Suara siaran berita melatar belakangi sabtu pagiku. Ditambah derai air sungai buatan di taman belakang. Mama sibuk membuat kue, jadwalnya setiap hari sabtu. Aku masih duduk santai di sofa ruang tengah, sambil memperhatikan tivi.
“Apa sih kurangnya Bima, Nay? Kenapa kamu engga mau coba pertimbangkan dia?” Aku sudah benar-benar sebal dengan Mama yang ingin tahunya, sampai bikin kesel ke ubun-ubun ini.
Bima adalah masa lalu, pacarku jaman kuliah semester awal sampai hampir tiga tahun.
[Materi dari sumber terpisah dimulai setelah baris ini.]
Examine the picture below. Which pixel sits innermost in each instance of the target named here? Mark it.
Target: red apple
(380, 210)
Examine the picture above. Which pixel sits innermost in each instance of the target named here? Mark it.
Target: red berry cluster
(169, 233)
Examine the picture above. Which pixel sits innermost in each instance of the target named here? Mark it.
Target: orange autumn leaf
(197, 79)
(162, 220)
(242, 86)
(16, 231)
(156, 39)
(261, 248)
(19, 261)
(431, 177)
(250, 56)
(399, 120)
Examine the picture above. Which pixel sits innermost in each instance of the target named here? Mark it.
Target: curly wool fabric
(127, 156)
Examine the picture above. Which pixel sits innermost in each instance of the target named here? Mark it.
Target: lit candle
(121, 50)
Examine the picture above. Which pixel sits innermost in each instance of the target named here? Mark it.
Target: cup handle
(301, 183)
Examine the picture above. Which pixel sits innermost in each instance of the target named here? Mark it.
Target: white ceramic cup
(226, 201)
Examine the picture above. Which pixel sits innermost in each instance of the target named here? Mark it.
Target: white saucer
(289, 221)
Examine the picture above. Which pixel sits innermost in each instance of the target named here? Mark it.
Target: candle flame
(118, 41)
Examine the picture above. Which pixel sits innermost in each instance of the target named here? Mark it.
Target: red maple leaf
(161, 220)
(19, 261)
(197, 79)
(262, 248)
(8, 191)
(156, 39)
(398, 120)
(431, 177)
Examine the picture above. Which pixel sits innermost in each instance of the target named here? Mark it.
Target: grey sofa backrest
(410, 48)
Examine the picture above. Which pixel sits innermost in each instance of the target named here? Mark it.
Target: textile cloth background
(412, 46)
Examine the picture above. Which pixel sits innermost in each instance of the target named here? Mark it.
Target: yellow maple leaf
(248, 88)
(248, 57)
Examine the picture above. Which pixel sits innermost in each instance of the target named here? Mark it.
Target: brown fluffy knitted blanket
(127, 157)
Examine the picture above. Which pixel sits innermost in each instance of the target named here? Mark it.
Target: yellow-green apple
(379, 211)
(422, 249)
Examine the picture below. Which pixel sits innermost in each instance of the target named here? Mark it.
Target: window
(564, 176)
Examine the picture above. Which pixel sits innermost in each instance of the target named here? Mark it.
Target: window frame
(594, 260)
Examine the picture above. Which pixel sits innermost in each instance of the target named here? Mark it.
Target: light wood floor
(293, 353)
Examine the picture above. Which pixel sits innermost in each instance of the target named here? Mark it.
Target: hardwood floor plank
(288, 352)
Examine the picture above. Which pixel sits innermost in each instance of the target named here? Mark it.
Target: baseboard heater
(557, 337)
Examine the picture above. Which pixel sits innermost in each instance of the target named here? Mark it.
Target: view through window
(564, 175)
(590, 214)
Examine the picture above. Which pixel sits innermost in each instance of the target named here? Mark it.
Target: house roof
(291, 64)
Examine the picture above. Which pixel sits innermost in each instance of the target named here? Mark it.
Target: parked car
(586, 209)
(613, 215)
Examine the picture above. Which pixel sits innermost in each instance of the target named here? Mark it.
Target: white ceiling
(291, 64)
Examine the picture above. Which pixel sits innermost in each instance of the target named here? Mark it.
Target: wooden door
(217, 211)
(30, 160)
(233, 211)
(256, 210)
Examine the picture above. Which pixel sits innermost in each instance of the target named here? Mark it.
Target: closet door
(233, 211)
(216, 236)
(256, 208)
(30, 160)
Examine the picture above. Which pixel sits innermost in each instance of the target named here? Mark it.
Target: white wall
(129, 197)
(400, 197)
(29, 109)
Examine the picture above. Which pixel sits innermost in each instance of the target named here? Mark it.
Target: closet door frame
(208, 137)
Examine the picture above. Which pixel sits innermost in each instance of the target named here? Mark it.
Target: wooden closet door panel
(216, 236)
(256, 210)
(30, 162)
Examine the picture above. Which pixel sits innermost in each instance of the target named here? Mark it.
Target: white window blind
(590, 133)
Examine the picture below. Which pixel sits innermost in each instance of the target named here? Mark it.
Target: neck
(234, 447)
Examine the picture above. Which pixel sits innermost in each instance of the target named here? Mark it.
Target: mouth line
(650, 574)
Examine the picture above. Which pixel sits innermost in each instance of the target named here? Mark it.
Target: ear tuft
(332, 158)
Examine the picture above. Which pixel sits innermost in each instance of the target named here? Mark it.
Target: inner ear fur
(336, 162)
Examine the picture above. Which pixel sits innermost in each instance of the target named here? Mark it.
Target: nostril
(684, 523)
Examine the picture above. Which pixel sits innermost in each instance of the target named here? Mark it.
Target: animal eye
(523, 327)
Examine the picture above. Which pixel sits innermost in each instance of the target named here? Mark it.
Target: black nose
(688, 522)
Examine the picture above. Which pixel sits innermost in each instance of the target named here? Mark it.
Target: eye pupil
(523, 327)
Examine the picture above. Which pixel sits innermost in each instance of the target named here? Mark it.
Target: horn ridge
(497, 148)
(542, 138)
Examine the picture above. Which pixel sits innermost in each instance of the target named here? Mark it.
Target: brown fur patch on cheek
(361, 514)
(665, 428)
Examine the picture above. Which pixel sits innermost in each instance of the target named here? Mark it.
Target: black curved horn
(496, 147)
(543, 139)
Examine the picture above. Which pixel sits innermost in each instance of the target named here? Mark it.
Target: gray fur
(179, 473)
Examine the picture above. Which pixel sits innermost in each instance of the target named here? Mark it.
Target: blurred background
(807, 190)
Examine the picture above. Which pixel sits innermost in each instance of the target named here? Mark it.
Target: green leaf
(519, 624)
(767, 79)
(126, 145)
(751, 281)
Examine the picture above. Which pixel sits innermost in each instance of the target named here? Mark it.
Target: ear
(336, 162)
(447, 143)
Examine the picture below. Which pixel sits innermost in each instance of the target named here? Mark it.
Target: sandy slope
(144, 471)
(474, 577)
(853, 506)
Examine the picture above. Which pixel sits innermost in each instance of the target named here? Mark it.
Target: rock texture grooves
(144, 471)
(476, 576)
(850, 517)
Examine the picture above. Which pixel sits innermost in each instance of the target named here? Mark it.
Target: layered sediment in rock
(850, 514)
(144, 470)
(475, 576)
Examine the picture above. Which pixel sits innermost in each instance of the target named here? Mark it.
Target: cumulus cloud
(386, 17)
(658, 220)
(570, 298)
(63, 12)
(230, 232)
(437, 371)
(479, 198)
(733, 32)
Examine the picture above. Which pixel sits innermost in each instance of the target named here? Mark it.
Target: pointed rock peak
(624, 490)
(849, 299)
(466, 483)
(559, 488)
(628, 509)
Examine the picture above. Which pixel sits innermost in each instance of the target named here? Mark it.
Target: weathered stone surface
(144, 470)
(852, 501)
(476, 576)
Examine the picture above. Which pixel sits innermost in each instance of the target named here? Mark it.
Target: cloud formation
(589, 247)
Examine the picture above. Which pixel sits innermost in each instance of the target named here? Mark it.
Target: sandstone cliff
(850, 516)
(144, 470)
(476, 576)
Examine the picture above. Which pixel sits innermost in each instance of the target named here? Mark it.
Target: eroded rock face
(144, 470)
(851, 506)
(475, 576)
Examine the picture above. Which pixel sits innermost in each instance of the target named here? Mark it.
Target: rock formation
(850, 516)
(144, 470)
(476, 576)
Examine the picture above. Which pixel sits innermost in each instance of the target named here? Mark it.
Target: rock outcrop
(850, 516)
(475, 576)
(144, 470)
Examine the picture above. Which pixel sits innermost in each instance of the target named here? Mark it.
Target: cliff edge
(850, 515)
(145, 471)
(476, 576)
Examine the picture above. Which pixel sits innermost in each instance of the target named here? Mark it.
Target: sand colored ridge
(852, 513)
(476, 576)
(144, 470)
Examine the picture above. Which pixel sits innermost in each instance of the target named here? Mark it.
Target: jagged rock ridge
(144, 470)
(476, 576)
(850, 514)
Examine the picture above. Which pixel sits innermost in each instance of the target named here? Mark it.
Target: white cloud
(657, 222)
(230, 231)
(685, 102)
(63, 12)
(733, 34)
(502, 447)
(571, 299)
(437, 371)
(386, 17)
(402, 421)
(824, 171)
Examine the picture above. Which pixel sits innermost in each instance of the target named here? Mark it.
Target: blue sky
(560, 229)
Sebelum ia memutuskanku dengan sadisnya. Hanya karena aku dituduh lebih dekat dengan Okan.
Tentu saja aku menangis. Tapi tak seberapa. Sungguh. Setelahnya aku mengalami masa bebas yang menyenangkan. Tak ada lagi yang mengatur-aturku seperti saat bersama Bima.
Lalu, tanpa diduga, kami bertemu di Mall beberapa bulan lalu. Setelah ia meminta nomorku lagi, dia terus menghubungi. Sampai membuatku risih. Dan kebetulan saat itu, aku ke Mall dengan Mama, tentu saja menjadikan Mama pendorong nomer wahid aku harus balikan dengan Bima.
Bima yang dulu kurus kering itu, masih terlihat oke dengan kemeja dan dasinya sekarang. Dan dengan bangganya mengatakan saat ini menjabat sebagai Asisten Manajer SDM di sebuah perusahaan besar. Tentu Mama langsung setuju, saat aku mengatakan Bima minta balikan.
Masalahnya, Mama tak tahu bagaimana protektifnya Bima.
“Udahlah, Ma. Kenapa bahas Bima lagi, sih? Engga bosen apa?” Aku mendegus juga. Kenapa weekend yang cerah ini juga masih dihinggapi dengan pertanyaan soal Bima? Mengesalkan.
Aku mencoba peruntungan mengganti-ganti channel, tapi tak kutemukan yang pas di hatiku. Cailah, nyari channel tivi aja pake harus pas dihati segala.
Mama meletakkan piring diatas meja kaca. Wangi kue tercium. “Nih, Mama bikin strawberry short cake.” Giliran kini Mama duduk disampingku dan memotong kue dengan potongan strawberry diatasnya. Aku menelan ludah. Mama memang harusnya punya bakery.
“Enak tuh, Ma,”
“Nih.” Mama mengangsurkan piring kecil dan garpu kecil disampingnya. Wah de best sekali Mamaku ini.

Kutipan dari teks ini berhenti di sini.